Thanks for the interesting ref! I hadn't seen that.

Not entirely convinced you can use model simulations for inferring surface temp like that - their LGM simulations are potentially quite far from equilibrium as they are nowhere near long enough for the deep ocean to equilibrate. Though some are initialised from a previously-calculated cold lgm state (eg previous model version, or the output of another GCM that already did it) so they may not all be too bad. But it's perhaps a bit of a leap to trust them in this way.

The stated 5-7.5 does not account for the uncertainty in their estimate either (merely the model spread in ratio), which could widen the range a bit. Still, will be interesting to see what the reaction to this is - 2.5C sounds like a lot in comparison to the MARGO SST.

Paul Skeoch said...

Only reason I saw it myself was because it got some promotion in "skeptic" circles. They are good for something. In articles accompanying the publication one of the authors was quoted saying that the mean ocean temperature had only warmed by about 0.1K over the past few decades. This was accurate and old information, but was numerically confusing for the uninitiated and got jumped on.

Thanks for the point about model ocean temps, was something I was wondering about.

Thorsten Mauritsen said...

Paul, without access to the new paper right now, but intuitively a longterm Exkursion in bias correction shouldn't change the lag-1 auto-correlation much.

James Annan said...

Disagree with that Thorsten, the autocorrelation will be pushed to high values if the time series curves away from the linear detrending for an extended period.

Paul's first comment seems particularly relevant here. The underlying theory really relates to internal variability but the constraint appears to depend on the forced response...which presumably depends on the particular forcings in the model as well as its response to them. I wonder if this analysis could be a disguised way of mining for the aerosol forcing/response?

Thorsten Mauritsen said...

Dear James, perhaps you are right I hadn't thought about it that way, more focused on year-to-year errors. That said, Cox et al. do use 55 year detrended segments so that some estimates will be affected by the Cowtan-bias-discursion, whereas others will not. If you then inspect Cox et al. Figure 2a you will find that Psi is surprisingly stable across a Century. Thus, I stay by my intuition that this bias correction does not matter much, but once the data is public it will be easy enough to test.

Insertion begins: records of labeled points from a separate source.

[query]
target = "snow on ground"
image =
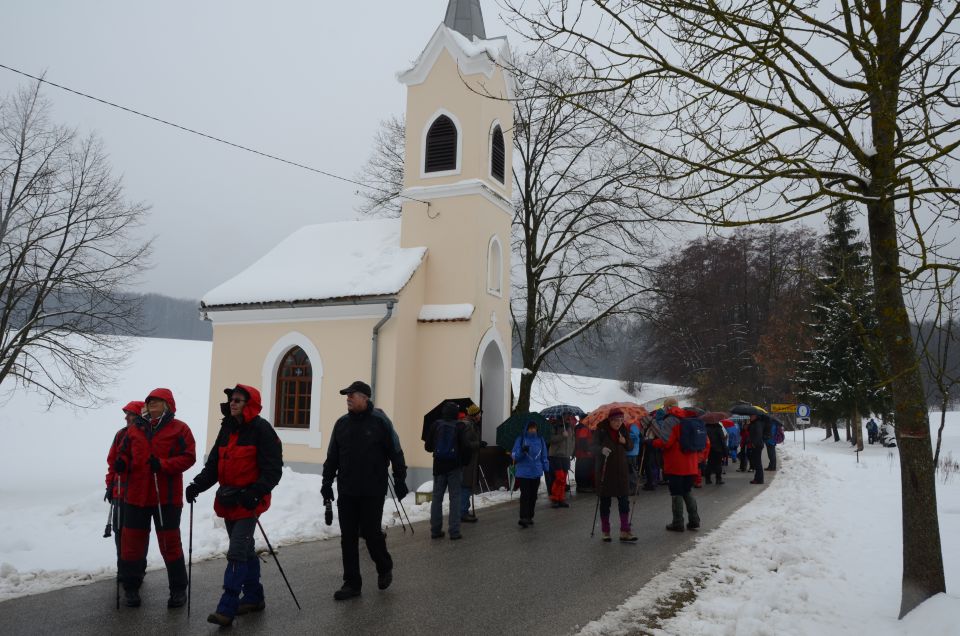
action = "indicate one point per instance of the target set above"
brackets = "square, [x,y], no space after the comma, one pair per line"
[818,552]
[52,465]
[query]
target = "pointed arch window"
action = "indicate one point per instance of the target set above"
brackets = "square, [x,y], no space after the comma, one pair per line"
[498,154]
[294,383]
[440,153]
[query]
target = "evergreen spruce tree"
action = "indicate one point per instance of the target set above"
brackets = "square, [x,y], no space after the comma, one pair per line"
[841,375]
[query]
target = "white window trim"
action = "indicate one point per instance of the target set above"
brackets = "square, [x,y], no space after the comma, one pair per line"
[498,291]
[423,146]
[493,126]
[271,364]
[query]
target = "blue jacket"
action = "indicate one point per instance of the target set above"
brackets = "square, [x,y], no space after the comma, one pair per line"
[533,463]
[635,436]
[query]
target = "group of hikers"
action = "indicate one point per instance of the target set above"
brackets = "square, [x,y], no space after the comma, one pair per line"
[149,455]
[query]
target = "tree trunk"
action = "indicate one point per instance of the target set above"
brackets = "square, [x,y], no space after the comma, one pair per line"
[923,574]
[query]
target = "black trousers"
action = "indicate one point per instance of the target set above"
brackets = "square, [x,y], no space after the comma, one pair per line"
[528,496]
[361,517]
[757,460]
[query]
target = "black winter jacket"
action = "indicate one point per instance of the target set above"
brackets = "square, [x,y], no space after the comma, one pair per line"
[361,446]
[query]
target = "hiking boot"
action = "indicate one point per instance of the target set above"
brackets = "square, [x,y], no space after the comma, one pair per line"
[178,598]
[346,592]
[220,619]
[250,608]
[131,598]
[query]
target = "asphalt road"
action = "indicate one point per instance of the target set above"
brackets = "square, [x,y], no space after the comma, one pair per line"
[548,579]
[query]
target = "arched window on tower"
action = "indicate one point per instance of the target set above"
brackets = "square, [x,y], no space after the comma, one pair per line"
[294,380]
[441,146]
[498,155]
[494,267]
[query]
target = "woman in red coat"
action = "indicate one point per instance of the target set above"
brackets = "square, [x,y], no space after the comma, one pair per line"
[159,449]
[681,468]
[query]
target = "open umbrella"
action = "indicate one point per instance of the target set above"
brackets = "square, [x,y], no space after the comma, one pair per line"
[558,411]
[437,411]
[513,427]
[714,417]
[632,413]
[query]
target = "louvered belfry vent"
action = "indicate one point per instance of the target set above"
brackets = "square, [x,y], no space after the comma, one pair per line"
[497,155]
[441,153]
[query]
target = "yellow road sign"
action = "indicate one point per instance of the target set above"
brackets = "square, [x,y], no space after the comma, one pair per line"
[783,408]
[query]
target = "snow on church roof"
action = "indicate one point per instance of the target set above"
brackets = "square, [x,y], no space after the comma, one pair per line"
[323,262]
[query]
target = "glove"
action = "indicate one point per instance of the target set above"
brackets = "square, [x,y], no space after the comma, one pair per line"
[326,491]
[249,499]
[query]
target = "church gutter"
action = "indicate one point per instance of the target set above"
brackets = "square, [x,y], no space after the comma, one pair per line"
[376,345]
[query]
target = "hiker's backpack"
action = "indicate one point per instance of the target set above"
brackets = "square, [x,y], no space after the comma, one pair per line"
[693,435]
[445,446]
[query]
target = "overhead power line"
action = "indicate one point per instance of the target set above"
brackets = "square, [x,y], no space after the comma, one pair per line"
[206,135]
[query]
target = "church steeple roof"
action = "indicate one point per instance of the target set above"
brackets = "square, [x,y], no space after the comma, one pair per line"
[465,16]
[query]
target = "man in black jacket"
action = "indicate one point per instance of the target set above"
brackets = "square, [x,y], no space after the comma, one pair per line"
[363,442]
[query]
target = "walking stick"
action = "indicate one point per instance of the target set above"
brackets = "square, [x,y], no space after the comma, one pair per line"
[596,511]
[280,567]
[396,505]
[402,508]
[190,564]
[636,491]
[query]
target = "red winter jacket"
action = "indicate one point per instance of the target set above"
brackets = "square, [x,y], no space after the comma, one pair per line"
[169,440]
[247,455]
[675,461]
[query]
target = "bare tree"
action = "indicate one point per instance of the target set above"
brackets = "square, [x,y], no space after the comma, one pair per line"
[65,253]
[774,111]
[382,174]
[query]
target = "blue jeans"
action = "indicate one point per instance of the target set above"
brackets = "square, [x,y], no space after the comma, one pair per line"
[446,482]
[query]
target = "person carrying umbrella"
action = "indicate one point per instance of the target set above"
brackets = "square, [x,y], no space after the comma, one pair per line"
[530,455]
[612,441]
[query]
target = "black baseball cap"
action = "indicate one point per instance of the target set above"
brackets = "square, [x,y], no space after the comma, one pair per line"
[358,386]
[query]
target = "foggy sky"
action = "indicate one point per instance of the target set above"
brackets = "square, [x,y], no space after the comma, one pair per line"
[308,80]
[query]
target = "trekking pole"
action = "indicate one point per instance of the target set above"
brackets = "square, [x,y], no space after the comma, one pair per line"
[190,563]
[403,509]
[596,511]
[279,567]
[636,491]
[396,505]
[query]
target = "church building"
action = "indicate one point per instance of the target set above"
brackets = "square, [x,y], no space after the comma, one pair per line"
[418,307]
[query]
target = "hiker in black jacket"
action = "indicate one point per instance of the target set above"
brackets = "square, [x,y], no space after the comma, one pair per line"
[363,442]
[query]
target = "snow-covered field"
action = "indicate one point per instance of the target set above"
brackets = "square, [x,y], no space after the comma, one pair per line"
[818,552]
[52,465]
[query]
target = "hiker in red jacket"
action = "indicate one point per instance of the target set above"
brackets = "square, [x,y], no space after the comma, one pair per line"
[117,482]
[247,461]
[159,449]
[681,468]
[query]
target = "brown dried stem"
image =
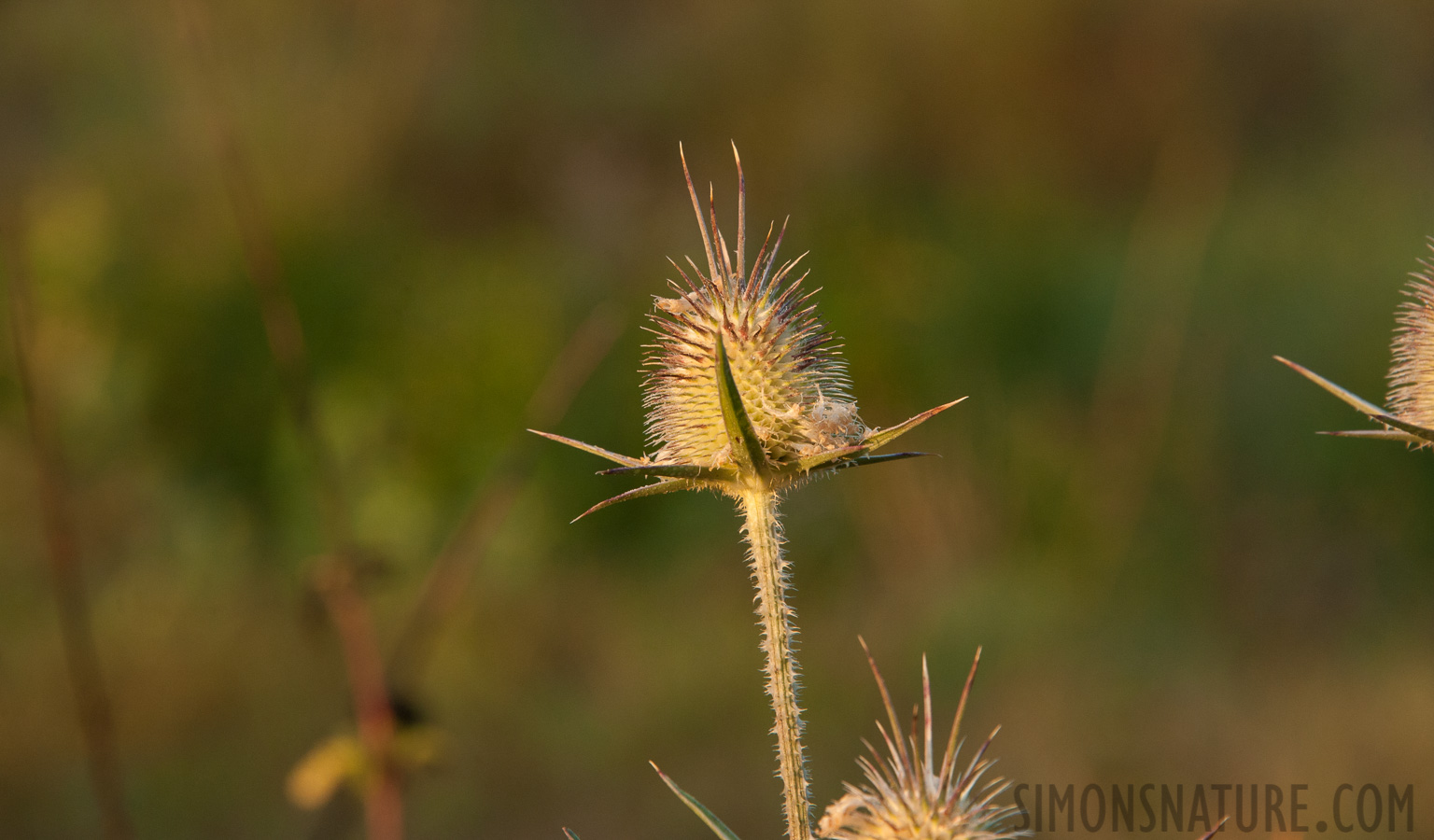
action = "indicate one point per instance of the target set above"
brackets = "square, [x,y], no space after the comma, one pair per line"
[92,704]
[334,578]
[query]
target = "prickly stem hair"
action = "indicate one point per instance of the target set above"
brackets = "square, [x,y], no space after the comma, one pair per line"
[1412,377]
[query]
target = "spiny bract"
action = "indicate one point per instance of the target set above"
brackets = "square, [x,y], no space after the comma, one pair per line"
[744,385]
[1410,416]
[908,797]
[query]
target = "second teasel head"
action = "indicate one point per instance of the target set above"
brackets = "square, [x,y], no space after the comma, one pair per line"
[744,382]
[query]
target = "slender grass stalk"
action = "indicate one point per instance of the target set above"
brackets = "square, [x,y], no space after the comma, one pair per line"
[334,577]
[92,706]
[749,398]
[770,572]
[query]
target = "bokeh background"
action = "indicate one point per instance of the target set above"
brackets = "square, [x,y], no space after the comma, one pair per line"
[1096,218]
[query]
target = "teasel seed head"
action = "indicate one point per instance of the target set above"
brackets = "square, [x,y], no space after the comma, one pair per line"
[744,382]
[1412,377]
[908,796]
[1410,413]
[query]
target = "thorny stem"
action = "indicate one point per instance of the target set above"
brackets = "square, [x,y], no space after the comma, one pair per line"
[77,637]
[769,572]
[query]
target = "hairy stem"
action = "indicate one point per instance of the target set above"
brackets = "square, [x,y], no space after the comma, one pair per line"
[92,704]
[769,572]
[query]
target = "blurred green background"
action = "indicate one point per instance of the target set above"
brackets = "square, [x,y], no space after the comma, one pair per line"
[1099,219]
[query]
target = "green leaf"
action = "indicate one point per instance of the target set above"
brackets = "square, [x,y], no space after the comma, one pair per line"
[879,459]
[588,447]
[1377,435]
[674,472]
[746,447]
[883,436]
[664,486]
[1359,403]
[697,807]
[1425,435]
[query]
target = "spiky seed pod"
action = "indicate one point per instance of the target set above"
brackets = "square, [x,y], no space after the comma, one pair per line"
[789,376]
[908,796]
[1412,377]
[1410,414]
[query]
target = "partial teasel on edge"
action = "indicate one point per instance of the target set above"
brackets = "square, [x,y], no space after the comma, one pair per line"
[748,396]
[1410,414]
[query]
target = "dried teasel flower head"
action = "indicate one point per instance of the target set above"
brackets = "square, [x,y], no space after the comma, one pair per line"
[908,796]
[1410,414]
[744,385]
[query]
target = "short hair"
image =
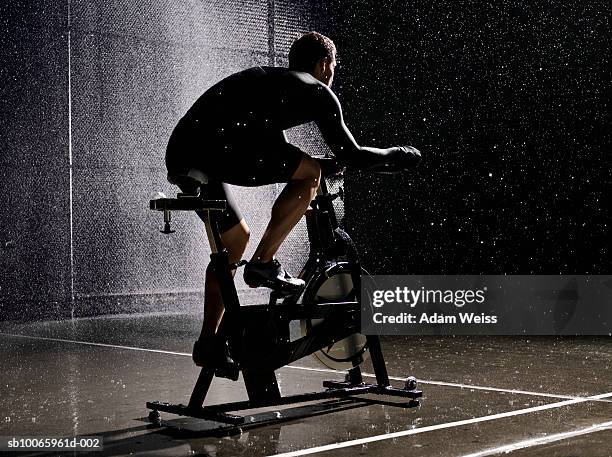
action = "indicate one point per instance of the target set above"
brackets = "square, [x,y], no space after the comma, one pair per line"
[307,50]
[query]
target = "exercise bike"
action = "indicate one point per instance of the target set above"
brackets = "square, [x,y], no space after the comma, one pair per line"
[328,309]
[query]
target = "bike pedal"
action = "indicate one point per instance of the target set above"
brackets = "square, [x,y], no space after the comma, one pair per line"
[228,372]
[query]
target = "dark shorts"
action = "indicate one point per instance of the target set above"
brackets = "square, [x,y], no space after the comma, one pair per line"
[240,158]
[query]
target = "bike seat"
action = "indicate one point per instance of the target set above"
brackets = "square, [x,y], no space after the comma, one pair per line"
[191,179]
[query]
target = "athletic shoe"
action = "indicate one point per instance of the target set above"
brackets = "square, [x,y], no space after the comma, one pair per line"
[271,274]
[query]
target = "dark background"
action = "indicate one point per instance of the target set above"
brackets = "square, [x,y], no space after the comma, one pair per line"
[507,101]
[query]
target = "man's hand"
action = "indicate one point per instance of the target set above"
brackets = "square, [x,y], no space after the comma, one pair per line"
[330,166]
[406,156]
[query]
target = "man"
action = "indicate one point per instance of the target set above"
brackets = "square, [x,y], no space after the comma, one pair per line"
[234,133]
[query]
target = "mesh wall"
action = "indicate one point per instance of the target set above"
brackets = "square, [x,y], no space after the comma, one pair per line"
[34,180]
[137,69]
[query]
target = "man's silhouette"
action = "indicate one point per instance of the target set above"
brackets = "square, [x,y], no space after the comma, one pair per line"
[234,133]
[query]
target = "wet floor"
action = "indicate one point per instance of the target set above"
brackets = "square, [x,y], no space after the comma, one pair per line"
[531,396]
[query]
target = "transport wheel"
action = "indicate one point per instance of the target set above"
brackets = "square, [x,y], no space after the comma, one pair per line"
[155,417]
[411,383]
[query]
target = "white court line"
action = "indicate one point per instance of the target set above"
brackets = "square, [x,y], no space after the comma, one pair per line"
[416,431]
[320,370]
[371,439]
[89,343]
[543,440]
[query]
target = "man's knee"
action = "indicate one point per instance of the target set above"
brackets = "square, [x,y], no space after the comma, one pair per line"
[236,238]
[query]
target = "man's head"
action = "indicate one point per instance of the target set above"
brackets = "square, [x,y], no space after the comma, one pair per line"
[315,54]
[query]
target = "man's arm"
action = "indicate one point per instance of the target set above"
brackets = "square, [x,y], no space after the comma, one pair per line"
[340,140]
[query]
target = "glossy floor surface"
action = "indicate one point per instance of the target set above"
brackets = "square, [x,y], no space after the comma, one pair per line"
[482,395]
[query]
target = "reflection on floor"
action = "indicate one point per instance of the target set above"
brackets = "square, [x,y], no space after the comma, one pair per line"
[480,393]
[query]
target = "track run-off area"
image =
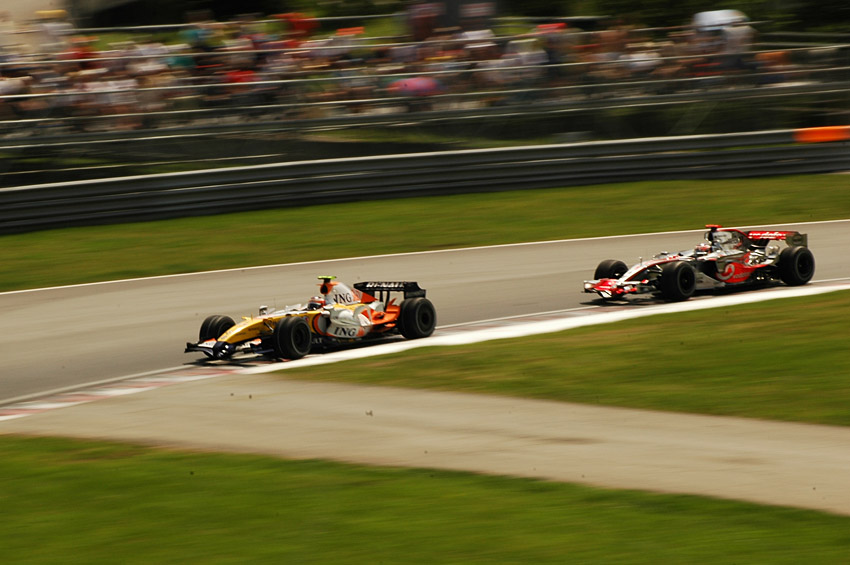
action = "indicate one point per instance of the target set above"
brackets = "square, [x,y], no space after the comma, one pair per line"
[78,353]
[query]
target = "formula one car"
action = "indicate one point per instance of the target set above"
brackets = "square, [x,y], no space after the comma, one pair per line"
[339,315]
[727,258]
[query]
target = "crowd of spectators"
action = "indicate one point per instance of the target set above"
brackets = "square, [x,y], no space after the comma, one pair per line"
[283,67]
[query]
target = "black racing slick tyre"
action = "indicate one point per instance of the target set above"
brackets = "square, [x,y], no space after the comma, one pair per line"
[292,338]
[214,326]
[678,281]
[417,318]
[796,265]
[610,269]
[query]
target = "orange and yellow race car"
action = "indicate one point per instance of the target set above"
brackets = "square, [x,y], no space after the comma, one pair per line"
[338,315]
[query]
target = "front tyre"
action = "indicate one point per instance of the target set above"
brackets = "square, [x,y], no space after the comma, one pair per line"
[418,318]
[678,281]
[292,338]
[214,326]
[796,265]
[610,269]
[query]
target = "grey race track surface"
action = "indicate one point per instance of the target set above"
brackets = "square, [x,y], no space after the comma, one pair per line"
[766,462]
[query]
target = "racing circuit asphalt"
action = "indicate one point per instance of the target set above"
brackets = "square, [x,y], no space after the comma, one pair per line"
[68,336]
[78,335]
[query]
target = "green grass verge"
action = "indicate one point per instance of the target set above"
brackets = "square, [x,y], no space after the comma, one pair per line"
[89,254]
[89,502]
[781,360]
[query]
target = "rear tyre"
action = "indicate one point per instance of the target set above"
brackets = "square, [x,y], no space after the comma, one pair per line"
[418,318]
[610,269]
[292,338]
[796,265]
[678,281]
[213,326]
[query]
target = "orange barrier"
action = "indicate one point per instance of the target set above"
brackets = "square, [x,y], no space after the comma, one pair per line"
[822,134]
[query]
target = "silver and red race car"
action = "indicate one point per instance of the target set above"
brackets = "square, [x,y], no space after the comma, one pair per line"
[727,258]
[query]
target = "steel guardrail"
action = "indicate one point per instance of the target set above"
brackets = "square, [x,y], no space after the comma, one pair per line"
[215,191]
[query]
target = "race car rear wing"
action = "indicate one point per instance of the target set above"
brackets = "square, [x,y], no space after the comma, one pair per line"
[762,237]
[410,289]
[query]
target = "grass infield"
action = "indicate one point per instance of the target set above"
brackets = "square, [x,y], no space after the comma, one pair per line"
[84,502]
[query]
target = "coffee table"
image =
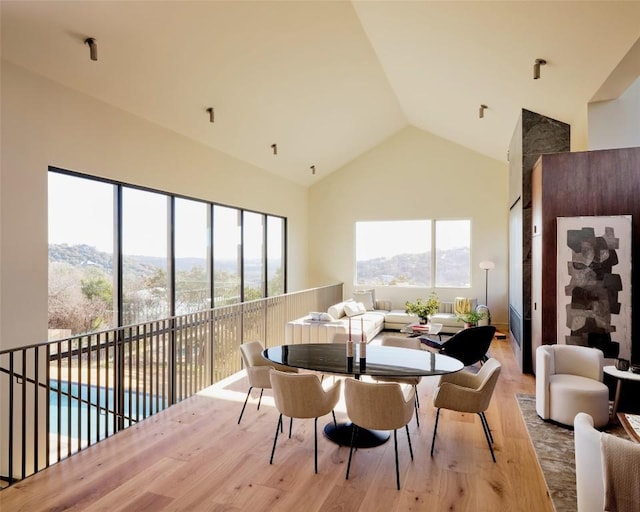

I agree this could be interesting regarding aerosols, though I think one would somehow need to tailor the method toward the problem, and I am not quite sure how. With RFMIP coming up, this will become easier.

Paul Skeoch said...

Ok, I've been able to replicate what Cox et al. did now. Here's what different obs. datasets produce. It seems that they must have used the GISS met station-only global average for the figure in the paper. The GISS Land+Ocean data produces results closer to NOAA (as you'd expect) and that's even more so the case for a version of GISS L+O using ERSSTv4 found using The Wayback Machine.

NOAA and GISS average higher values overall, though I found that squashing down the 1940s hump a bit moved them closer to the HadSST-based datasets.

The Cowtan-SSTbias curve is a very quick and dirty (so best to take with a pinch of salt) blend of Cowtan and Way Land average + SST via their bias identification from the new paper. It actually lowers the overall variability metric relative to HadCRUT4, though generally raises it for the most recent decades.

There are two factors contributing - standard deviation and lag-1 autocorrelation - and how the combination of those in models do and don't match the observed variability metric on average seems quite complex. In your write-up you mention the problem of "unknown unknowns" regarding model performance but isn't there a known issue here: that models don't do ENSO behaviour well and that's one of the key factors producing observed variability statistics.

Thorsten Mauritsen said...

Thanks Paul, great to see how all datasets support the Cox et al. study. This is of course something they could have easily done, though choosing a different dataset will not change the central estimate further than 3.0 K.

Yes, as I said above the leap of faith is that models get the ratio of short to long term feedbacks right.